Bij iedere soort vraag past volgens Dietvorst een ander medium. E-mail is bijvoorbeeld erg geschikt als het een instructie bij technische vragen betreft. Handig om te bewaren. En misschien moet je zo'n technisch verhaal telefonisch wel helemaal achterwege laten, vindt Dietvorst. 'Mijnheer, ik kan u nu per telefoon vertellen hoe u dat programma moet installeren, maar ik kan u zo ook een mailtje sturen met een overzichtelijke handleiding hoe u dat moet doen.”
En de toekomst wordt met breedband nog mooier. Met technologieën die het straks mogelijk maken dat geschreven taal wordt omgezet in gesproken taal en andersom. Mogelijkheden te over. Nerbonne: “De samenwerking met BSC zet onze faculteit in de spotlight van de spraak- en taaltechnologie. Een hot topic momenteel in de ict.” Ook Dietvorst is content met de samenwerking. Kosten: 260.000 gulden, deels gedekt door het EZ-programma Kennisontwikkeling in Partnerschap (KOP). Onbegrijpelijk eigenlijk dat niet meer bedrijven bij een universiteit of researchinstelling aankloppen, zegt hij. Voor een partnership bij onderzoek of kennis- en productontwikkeling. “In mijn optiek een bewijs dat velen zich te sterk richten op de korte termijn. Winst maken is voor hen belangrijker dan innovatief ondernemerschap en investeringen in de toekomst. Maar als wij dat niet doet, dan kunnen wij niet concurreren. Wij zoeken continu naar innovatieve manieren waarmee onze medewerkers eenvoudiger, sneller en efficiënter hun werk kunnen doen. Ons onderscheid is dat we geen me too-bedrijf willen zijn.”

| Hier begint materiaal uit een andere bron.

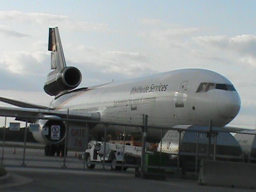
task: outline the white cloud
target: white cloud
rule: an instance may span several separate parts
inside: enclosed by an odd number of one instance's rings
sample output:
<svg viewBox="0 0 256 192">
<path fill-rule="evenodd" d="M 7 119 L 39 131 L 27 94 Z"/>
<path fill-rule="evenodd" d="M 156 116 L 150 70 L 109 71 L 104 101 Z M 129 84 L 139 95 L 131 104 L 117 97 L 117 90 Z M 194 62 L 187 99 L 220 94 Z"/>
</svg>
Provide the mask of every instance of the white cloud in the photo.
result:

Dagelijks de nieuwsbrief van Management & Leiderschap ontvangen?



Door je in te schrijven ga je akkoord met de algemene en privacyvoorwaarden.

BSC Callcenter


BSC is met een omzet van 36,5 miljoen in 2000 het tweede callcenter van ons land. Iets voor HCN, maar ruim achter SNT (160 miljoen in 1999). Maar die voorsprong dankt dat bedrijf volgens BSC-directeur Jeroen Dietvorst aan zijn beursgang. Sindsdien is SNT een dochter van KPN die tegelijk een van de grootste opdrachtgevers is. “Bij ons werken 1400 mensen. We groeien ieder jaar 50 à 60 procent. Voordat ook de arbeidsmarkt voor callcenter-personeel is afgeroomd, zullen we naar manieren moeten blijven zoeken waarop mensen efficiënter kunnen werken. Voor hetzelfde werk willen we steeds minder personeel nodig hebben.”